Friday 9 November 2012

Coleridge quotes Jeremy Taylor

Well, this is just sloppy work by scholars and editors.  In a footnote to chapter 5 of the Biographia, Coleridge quotes a passage from Jeremy Taylor (1613-67), specifically from his ‘Sermon XXXVII: ‘The Mercy of the Divine Judgments; or, God’s Method in Curing Sinners’ [originally published in Twenty-five Sermons (1653)]. This is what Coleridge writes:
The reader will not be displeased with the following interesting exemplification from Bishop Jeremy Taylor. "St. Lewis the King sent Ivo Bishop of Chartres on an embassy, and he told, that he met a grave and stately matron on the way with a censer of fire in one band, and a vessel of water in the other; and observing her to have a melancholy, religious, and phantastic deportment and look, he asked her what those symbols meant, and what she meant to do with her fire and water; she answered, My purpose is with the fire to burn paradise, and with my water to quench the flames of hell, that men may serve God purely for the love of God. But we rarely meet with such spirits which love virtue so metaphysically as to abstract her from all sensible compositions, and love the purity of the idea."
Here's what Nigel Leask says:
Adapted from Jeremy Taylor's Sermons Preached at Golden Grove, XII (1688), but the last sentence seems to be Coleridge's own. [379]
Let's not blame Leask; all he's doing is copying the information from Engell and Bates's standard Princeton Univ. Press's edition. But this is all wrong.  Some of it is wrong in a silly way (quoting from a sermon supposedly delivered more than twenty years after Taylor died).  Some of it is wrong in a slapdash way. The ‘But we rarely meet with such spirits … love the purity of the idea’ sentence is assumed to be Coleridge's own composition, since it doesn't follow the '...love of God' sentence in Taylor's original.  That Coleridge made this bit of his quotation up is a notion I've seen repeated blithely in secondary criticism. But it's not Coleridge's sentence, it's Taylor's. I'm now going to quote the original passage. See if you can spot the rogue sentence. Pay attention, now:
But we rarely meet with such spirits which love virtue so metaphysically as to abstract her from all sensible and delicious compositions, and love the purity of the idea. St. Lewis the king sent Ivo bishop of Chartres, on an embassy, the bishop met a woman on the way, grave, sad, fantastic and melancholic, with fire in one band, and water in the other. He asked her what those symbols meant. She answered, My purpose is with the fire to burn paradise, and with my water to quench the flames of hell, that men may serve God without the incentives of hope and fear, and purely for the love of God.
That's right! It's at the beginning of the passage!
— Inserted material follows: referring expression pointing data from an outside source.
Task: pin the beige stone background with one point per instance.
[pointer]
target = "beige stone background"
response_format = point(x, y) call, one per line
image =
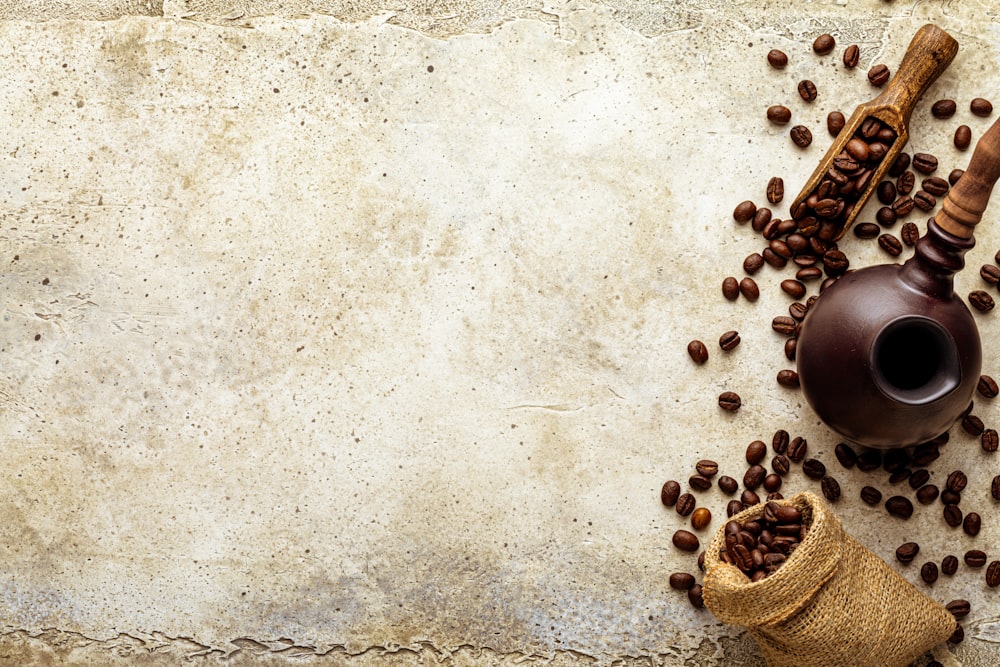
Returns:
point(354, 332)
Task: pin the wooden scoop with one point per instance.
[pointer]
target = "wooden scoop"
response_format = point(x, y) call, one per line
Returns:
point(928, 55)
point(963, 207)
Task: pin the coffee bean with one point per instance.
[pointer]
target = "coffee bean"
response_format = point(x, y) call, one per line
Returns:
point(851, 56)
point(778, 114)
point(980, 107)
point(807, 90)
point(943, 108)
point(801, 136)
point(685, 540)
point(927, 494)
point(701, 518)
point(906, 552)
point(878, 75)
point(890, 244)
point(756, 451)
point(959, 608)
point(909, 233)
point(729, 340)
point(953, 515)
point(830, 488)
point(925, 163)
point(981, 301)
point(681, 581)
point(899, 506)
point(670, 492)
point(813, 468)
point(754, 477)
point(824, 44)
point(993, 574)
point(749, 289)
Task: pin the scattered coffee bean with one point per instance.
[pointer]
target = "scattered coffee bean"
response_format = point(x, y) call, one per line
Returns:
point(807, 90)
point(899, 506)
point(980, 107)
point(729, 340)
point(925, 163)
point(681, 581)
point(851, 56)
point(981, 301)
point(878, 75)
point(963, 137)
point(906, 552)
point(777, 59)
point(952, 515)
point(701, 518)
point(801, 136)
point(685, 540)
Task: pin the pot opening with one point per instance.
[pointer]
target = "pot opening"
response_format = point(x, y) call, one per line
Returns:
point(914, 360)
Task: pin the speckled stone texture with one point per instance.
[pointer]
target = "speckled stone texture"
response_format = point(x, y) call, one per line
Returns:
point(353, 334)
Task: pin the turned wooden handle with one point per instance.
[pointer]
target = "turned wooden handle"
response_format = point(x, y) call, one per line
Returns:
point(930, 52)
point(963, 207)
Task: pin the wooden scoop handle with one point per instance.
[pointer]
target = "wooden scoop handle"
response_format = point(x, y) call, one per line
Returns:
point(963, 207)
point(930, 52)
The fact that Coleridge has reordered the order of these sentences has completely bamboozled Coleridge scholarship!  This does not reflect glory upon Coleridge scholarship.

More interesting, I think, is just how flowery Coleridge, via misty remembrance or deliberate craft, renders Taylor's plainer prose in quotation.  It's a means, formerly, of embodying his point about the sensible and the delicious.